Monday 30 December 2013

Slowtake QuickTake!


A Digital Preservation Story.

About 7 years ago a Manchester friend, Sam Rees gave me an Apple QuickTake 150; one of the earliest color digital cameras from around 1995, but he didn't have the right drivers so I've never known if it works or if it's just junk. A few months ago I tracked down the drivers on the Macintosh Garden website so yay, in theory I could test it!

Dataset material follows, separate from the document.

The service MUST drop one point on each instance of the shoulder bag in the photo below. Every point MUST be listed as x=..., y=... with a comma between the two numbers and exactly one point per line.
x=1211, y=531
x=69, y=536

But obtaining the drivers is only a small part of the problem. The QuickTake only works with Macs before 1998, and even if you have one you have to find a compatible media to transfer the downloaded drivers in the right data format. All this is challenging. The download itself comes as a .sit (Stuffit) file, which Modern Macs don't support as standard. When you decompress them you find that inside, the actual software and drivers are disk image files, but not in a disk image format that is understood by the older Mac I have (a Mac running Mac OS 9 could work, but my LCII only runs up to Mac OS 7.5.3).

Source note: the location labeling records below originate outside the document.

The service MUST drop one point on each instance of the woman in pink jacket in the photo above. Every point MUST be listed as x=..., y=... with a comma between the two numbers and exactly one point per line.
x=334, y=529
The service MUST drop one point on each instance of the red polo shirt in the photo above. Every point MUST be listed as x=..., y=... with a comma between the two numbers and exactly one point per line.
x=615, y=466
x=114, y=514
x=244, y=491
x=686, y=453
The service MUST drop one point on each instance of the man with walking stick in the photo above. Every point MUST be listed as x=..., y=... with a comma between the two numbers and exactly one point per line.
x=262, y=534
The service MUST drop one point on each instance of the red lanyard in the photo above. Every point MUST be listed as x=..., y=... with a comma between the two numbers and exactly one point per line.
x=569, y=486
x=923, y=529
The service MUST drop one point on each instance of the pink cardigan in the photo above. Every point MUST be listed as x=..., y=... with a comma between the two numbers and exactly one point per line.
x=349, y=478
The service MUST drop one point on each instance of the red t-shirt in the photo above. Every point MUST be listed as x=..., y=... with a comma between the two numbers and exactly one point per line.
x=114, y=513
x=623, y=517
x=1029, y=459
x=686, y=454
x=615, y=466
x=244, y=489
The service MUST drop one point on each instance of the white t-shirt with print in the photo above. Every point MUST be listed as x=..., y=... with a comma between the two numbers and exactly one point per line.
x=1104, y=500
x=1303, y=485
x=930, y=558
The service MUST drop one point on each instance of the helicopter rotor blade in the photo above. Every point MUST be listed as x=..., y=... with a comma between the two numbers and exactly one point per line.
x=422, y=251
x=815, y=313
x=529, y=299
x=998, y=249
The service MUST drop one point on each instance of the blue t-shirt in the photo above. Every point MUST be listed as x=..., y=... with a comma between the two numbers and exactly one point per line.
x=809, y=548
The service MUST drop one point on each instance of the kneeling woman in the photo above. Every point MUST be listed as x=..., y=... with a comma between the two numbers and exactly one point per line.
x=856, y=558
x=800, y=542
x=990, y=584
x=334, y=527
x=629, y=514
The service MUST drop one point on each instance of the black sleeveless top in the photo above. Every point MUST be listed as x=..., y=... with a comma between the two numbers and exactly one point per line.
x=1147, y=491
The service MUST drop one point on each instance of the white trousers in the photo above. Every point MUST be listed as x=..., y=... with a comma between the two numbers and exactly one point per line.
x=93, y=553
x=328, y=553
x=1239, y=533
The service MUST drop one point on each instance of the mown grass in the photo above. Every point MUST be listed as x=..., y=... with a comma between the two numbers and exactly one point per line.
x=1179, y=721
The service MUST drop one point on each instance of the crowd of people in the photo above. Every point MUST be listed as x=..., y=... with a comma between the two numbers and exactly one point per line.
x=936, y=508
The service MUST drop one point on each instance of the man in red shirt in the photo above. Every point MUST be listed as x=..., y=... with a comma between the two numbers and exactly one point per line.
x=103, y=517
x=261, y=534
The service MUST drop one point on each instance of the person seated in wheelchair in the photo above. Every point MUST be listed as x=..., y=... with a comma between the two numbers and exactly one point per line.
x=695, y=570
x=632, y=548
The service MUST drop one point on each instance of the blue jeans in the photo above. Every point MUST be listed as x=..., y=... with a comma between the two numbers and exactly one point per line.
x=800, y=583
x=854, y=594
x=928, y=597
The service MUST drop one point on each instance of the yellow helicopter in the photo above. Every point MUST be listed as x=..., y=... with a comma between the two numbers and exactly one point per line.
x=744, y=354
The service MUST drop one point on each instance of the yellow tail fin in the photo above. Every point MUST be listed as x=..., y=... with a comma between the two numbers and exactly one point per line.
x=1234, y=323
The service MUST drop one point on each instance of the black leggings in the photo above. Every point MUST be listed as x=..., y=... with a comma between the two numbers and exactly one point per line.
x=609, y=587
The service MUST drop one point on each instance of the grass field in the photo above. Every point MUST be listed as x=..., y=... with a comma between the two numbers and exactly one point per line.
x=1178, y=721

In the end I used a 2002 iMac to decompress the .sit, because at least that was possible. The plan was to connect a USB Zip 250 drive to the iMac, copy the images to a Zip 100 disk, then use a SCSI Zip 100 drive on the LCII to load in the drivers.

However, I couldn't convert the floppy disk images to Disk Copy 4.2 format for my LCII, so I took a chance that simply saving the files in each floppy disk image as a set of folders might work.

Even getting an old circa 1993 Macintosh to work is a challenge. I'm fortunate in that I have an old, but still working SCSI Hard Disk. But, I still needed a special Mac to VGA monitor adapter to see its output (which I connected to a small LCD TV) and still had to spend some time hunting down the right kind of SCSI cable (D-type to D-type rather than D-type to Centronics) to hook up the Zip 100 drive.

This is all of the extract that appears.